Reputation: 21
I have a table with customer IDs and emails. Some users have multiple emails. The table looks something like this:
| Customer | Email |
| ----------| -------------- |
| 1 | [email protected] |
| 2 | [email protected] |
| 3 | [email protected] |
| 1 | [email protected]|
What I would like to do is rearrange the table such that each customer ID has only one row and secondary emails are added as additional columns. Something like this:
| Customer | Email1 |Email2 |
| ----------| -------------- |---------------|
| 1 | [email protected] |[email protected]
| 2 | [email protected] | |
| 3 | [email protected] | |
What's the best way to do this using pandas? I have tried using df.pivot but that doesn't seem to be working for me.
Upvotes: 0
Views: 89
Reputation: 1319
You can use Series.duplicated()
+ pd.merge()
+ DataFrame.drop_duplicates()
# We get the Customers with more than one email.
df_seconds_email = df[df['Customer'].duplicated()]

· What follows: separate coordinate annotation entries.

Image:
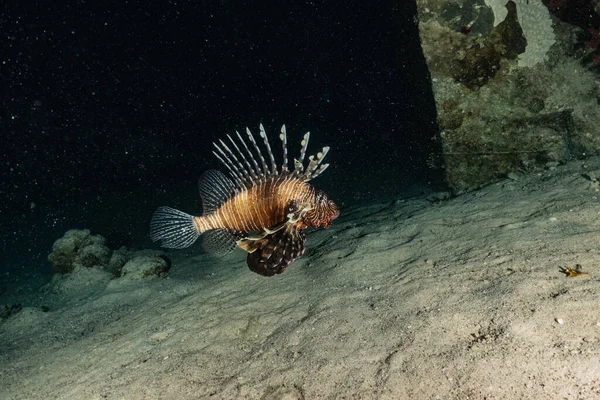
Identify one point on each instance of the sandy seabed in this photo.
(458, 299)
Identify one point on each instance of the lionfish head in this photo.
(324, 212)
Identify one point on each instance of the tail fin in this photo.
(175, 229)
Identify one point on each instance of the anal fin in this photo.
(272, 254)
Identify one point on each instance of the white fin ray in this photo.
(246, 171)
(263, 135)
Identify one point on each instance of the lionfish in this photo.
(262, 209)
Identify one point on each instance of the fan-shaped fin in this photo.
(275, 252)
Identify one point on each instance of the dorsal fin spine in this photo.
(263, 135)
(299, 164)
(258, 152)
(256, 167)
(235, 174)
(248, 171)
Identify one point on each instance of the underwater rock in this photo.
(81, 280)
(78, 248)
(511, 92)
(6, 310)
(143, 267)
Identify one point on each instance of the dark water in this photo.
(109, 111)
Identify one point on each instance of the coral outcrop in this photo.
(83, 262)
(512, 93)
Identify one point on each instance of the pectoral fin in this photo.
(272, 254)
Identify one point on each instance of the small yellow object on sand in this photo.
(573, 271)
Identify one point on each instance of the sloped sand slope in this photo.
(456, 300)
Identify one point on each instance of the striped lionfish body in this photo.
(260, 208)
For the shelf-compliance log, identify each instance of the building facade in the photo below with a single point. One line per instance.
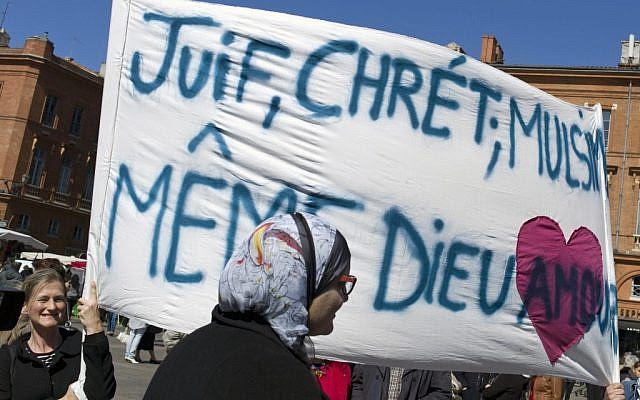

# We merge your original dataframe (I called it 'df') and the above one, suffixes param help us to get
# 'Email2' column, finally we drop duplicates taking into account 'Customer' column.

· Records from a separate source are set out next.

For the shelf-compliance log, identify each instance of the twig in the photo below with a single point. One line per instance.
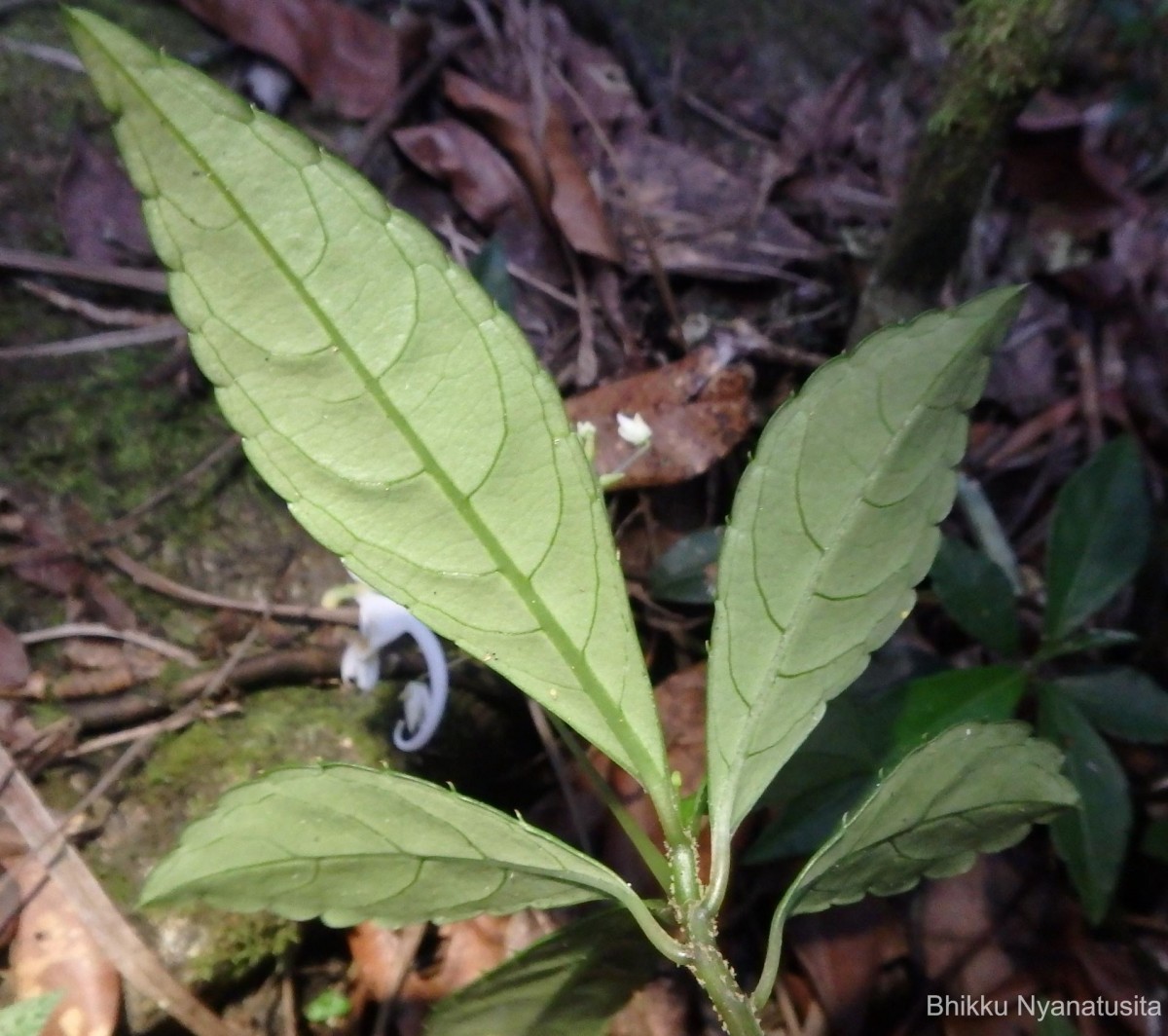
(96, 314)
(657, 268)
(103, 920)
(456, 238)
(164, 331)
(124, 525)
(70, 630)
(50, 55)
(540, 719)
(150, 280)
(147, 731)
(692, 100)
(146, 577)
(391, 110)
(1089, 389)
(128, 521)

df = pd.merge(df, df_seconds_email, how='left', on=['Customer'], suffixes=('', '2')).drop_duplicates(subset='Customer')
print(df)
Output:
Customer Email Email2
0 1 [email protected] [email protected]
1 2 [email protected] NaN
2 3 [email protected] NaN
Upvotes: 1
Reputation: 2947
You can use cumcount
to create MultiIndex. Then reshape the data by using unstack
and add change columns names by add_prefix
:
df = (df.set_index(['Customer',df.groupby('Customer').cumcount()])['Email']
.unstack()
.add_prefix('Email')
.reset_index())
print(df)
And you'll get exactly what you want.
Upvotes: 0